DANIEL JADUE: LAWFARE Y CONTRADICCIONES

DANIEL JADUE: LAWFARE Y CONTRADICCIONES

La campaña presidencial y parlamentaria del Partido Comunista ha sufrido un duro revés por lo menos para el sector que integra Daniel Jadue al interior del PC mismo. Sometido a un proceso judicial por el caso Farmacias Populares, Jadue ha estado detenido y con arresto domiciliario. La Fiscalía está solicitando 18 años de condena y durante todo el proceso Jadue ha acusado de la existencia de Lawfare en su proceso. En los últimos días el Tricel dictaminó que Jadue se encuentra imposibilitado de continuar con su candidatura a diputado perdiendo así, el Partido Comunista, una de sus cartas más seguras e incónicas a ser electa. 

Lawfare es un término que se usa para indicar una guerra jurídica, una instrumentalización de la justicia, judicialización de la política o acoso judicial. Es el uso abusivo de la justicia manteniendo la apariencia de legalidad. Esto es lo acuso Daniel Jadue y el Partido Comunista en el proceso. 

Aun cuando no se puede descartar esa posibilidad, lo cierto es que una vez conocido el fallo la defensa de Jadue y su entorno han incurrido en una evidente contradicción que no es menor sino de fondo.

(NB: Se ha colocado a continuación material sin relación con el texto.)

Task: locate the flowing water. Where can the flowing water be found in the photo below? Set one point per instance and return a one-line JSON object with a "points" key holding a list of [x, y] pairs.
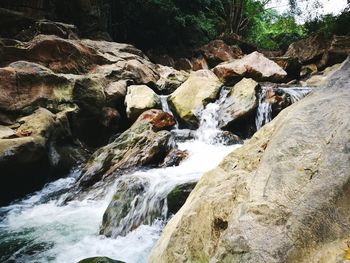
{"points": [[41, 228], [264, 111]]}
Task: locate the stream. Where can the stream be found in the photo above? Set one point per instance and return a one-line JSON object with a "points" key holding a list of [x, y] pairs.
{"points": [[42, 228]]}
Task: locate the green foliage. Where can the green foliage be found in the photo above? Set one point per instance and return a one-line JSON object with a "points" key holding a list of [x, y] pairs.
{"points": [[272, 31], [154, 23]]}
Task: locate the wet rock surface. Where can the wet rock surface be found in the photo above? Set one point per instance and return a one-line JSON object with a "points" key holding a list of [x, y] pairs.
{"points": [[252, 220], [254, 65]]}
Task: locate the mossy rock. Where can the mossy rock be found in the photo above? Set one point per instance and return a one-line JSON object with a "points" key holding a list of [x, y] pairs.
{"points": [[100, 260]]}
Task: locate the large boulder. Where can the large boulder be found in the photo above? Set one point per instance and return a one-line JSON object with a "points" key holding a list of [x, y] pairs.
{"points": [[26, 153], [142, 144], [290, 65], [217, 51], [170, 79], [254, 65], [308, 50], [19, 26], [193, 95], [240, 102], [59, 55], [27, 85], [338, 51], [281, 197], [129, 193], [320, 78], [160, 120], [140, 98], [178, 196]]}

El argumento central es que el fallo del Tricel es «una mala noticia para la democracia» o sería «un atentado contra la democracia». En ambos casos, la argumentación y defensa de Jadue reconoce que Chile vive en democracia lo cual contradice lo evidente: en Chile no hay democracia. 

Iniciada la «transición a la democracia» con la dictadura de Pinochet, se mantuvo todo el aparataje, todo el modelo, todo el sistema impuesto durante los 17 años de la dictadura. Los 11 Pilares del Neoliberalismo (Fundacón Sol) siguen intacto y son estos pilares los que caracterizaron el sentido «refundacional» de la dictadura y son esos pilares los que matienen agobiado a la clase trabajadora. En Chile, el 1% más rico concentra casi el 50% de la riqueza. Existen alrededor de 140 presos políticos. El Wallmapu se ha mantenido militarizado durante todo el gobierno de Boric. Los crímenes contra la humanidad y terrorismo de estado cometidos durante el estallido social mueren en la impunidad y los sueldos y pensiones se encuentran muy por debajo de la línea de la pobreza. Ni que hablar sobre el saqueo del cobre y el litio como un muy largo etc. Por último, el 98% de la ciudadanía rechaza a la clase política. La repudia. 

Si reconocemos que en Chile hay democracia, entonces, deberíamos reconocer que tanto la Constitución Política del 80 y el Código del Trabajo que podrían ser considerados como los dos textos fundamentales que regulan gran parte de la vida de los trabajadores son esencialmente democráticos y todos sabemos que no lo son. Entonces, ¿se puede argumentar que lo sucedido con Jadue es un atentado a la democracia? ¿Se puede atentar contra algo que no existe? Claramente no. 

Pero la contradicción más de fondo no sólo de la defensa de Jadue sino del Partido Comunista mismo es su aceptación de las reglas del juego «democrático» sin considerar y denunciar que ese «juego democrático» se da en un contexto de perpetuación de la dictadura de Pinochet con apariencia de democracia. La contradicción de fondo es la participación de ambos bajo el marco jurídico-político heredado de la dictadura que no es otra cosa que la validación de ese marco dictatorial. ¿Acaso la transición no fue una transición pactada? ¿Acaso no ha sido ese uno de los argumentos centrales en todos los encuentros, congresos, conferencias del PC desde 1990 en adelante? Entonces, ¿por qué lo validan con su participación legal y electoral, con el parlamentarismo?

Una vez dentro del «juego democrático» y sabiendo que se da en un contexto de perpetuación de la dictadura, no cabe más que aceptar lo que resulte de esa participación política institucional-política dentro de los marcos de la constitución del 80. Esa participación debe ser sin llorar ya que se conocía de antemano su esencia y herencia dictatorial como sabiendo la posibilidad cierta tanto de la aplicación de la lawfare como del derecho penal del enemigo que se ha dado en los casi 140 casos de presos políticos existentes en Chile. Así como no se puede cambiar al capitalismo por dentro ni alcanzar el socialismo desde dentro de la democracia burguesa y desde dentro del estado capitalista menos se puede cambiar un sistema dictatorial desde dentro. Entrar en las fauces de la bestia es estar dispuesto a ser devorado.